The 5 patients reported that during intercourse they felt or heard a "cracking" noise,
followed by the loss of the erection; some experienced pain and others did not.
They consulted their physician due to inflammatory signs and hematoma of the penis-scrotal junction.
The clinical diagnosis of all the patients was corpus cavernosum fracture and an ultrasound test was performed in 3 of these.
The following sonographic findings were apparent in the patient with an increased penis size and dorsal hematoma: Considerable thickening of the tunica albuginea from the base of the penis and on the right side,
with a hypoechoic collection with mixed echoes in its interior,
on the dorsal side of the right corpus cavernosum. FIG Nº 1.
Another patient with an enlarged penis size presented with a hematoma mainly in the right portion of the penis.
In the sonographic images this was represented by a hypoechoic collection of heterogeneous echoes adjacent to the right corpus cavernosum where there was a rupture on the ventral surface,
connected to the hematoma,
which was all highly suggestive of breakage in this area.
Also,
diffuse inflammatory changes were seen in the superficial soft tissue. FIG Nº 2.
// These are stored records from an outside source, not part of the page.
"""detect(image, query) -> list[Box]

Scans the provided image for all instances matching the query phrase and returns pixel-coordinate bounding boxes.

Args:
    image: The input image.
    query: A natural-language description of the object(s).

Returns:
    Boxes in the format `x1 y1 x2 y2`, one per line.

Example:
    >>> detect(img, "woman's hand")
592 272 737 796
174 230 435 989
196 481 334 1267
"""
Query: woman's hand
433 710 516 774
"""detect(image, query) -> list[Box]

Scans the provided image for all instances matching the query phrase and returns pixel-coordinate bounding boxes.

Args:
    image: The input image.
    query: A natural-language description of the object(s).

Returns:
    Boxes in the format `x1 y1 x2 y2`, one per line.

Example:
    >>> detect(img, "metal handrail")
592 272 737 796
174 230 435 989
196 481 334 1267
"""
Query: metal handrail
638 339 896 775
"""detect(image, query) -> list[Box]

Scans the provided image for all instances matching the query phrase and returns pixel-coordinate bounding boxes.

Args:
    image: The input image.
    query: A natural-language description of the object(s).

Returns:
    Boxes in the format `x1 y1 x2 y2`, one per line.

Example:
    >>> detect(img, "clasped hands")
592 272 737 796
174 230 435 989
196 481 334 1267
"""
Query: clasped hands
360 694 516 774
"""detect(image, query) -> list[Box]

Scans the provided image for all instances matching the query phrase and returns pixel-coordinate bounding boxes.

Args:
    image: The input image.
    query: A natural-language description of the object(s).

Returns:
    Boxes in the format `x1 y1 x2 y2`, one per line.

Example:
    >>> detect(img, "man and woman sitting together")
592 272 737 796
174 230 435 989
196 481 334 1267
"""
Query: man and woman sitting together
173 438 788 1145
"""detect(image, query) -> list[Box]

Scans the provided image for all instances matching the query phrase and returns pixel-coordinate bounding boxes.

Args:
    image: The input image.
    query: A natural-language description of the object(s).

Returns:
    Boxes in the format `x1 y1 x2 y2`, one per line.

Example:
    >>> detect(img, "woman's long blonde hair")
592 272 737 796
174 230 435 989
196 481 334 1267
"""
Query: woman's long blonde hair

Our third patient with penis fracture presented with a hematoma reaching the scrotum and in the sonographic images there was intermediate echogenic material in the subcutaneous tissue in the right margin of the base of the penis,
suggestive of hematoma,
in close contact with the slightly irregular tunica albuginea.
FIG Nº 3
The 5 patients were given emergency operations,
revealing breakage of the right corpus cavernosum.
In all cases excavation of the hematoma and suture of the affected cavernous body were performed.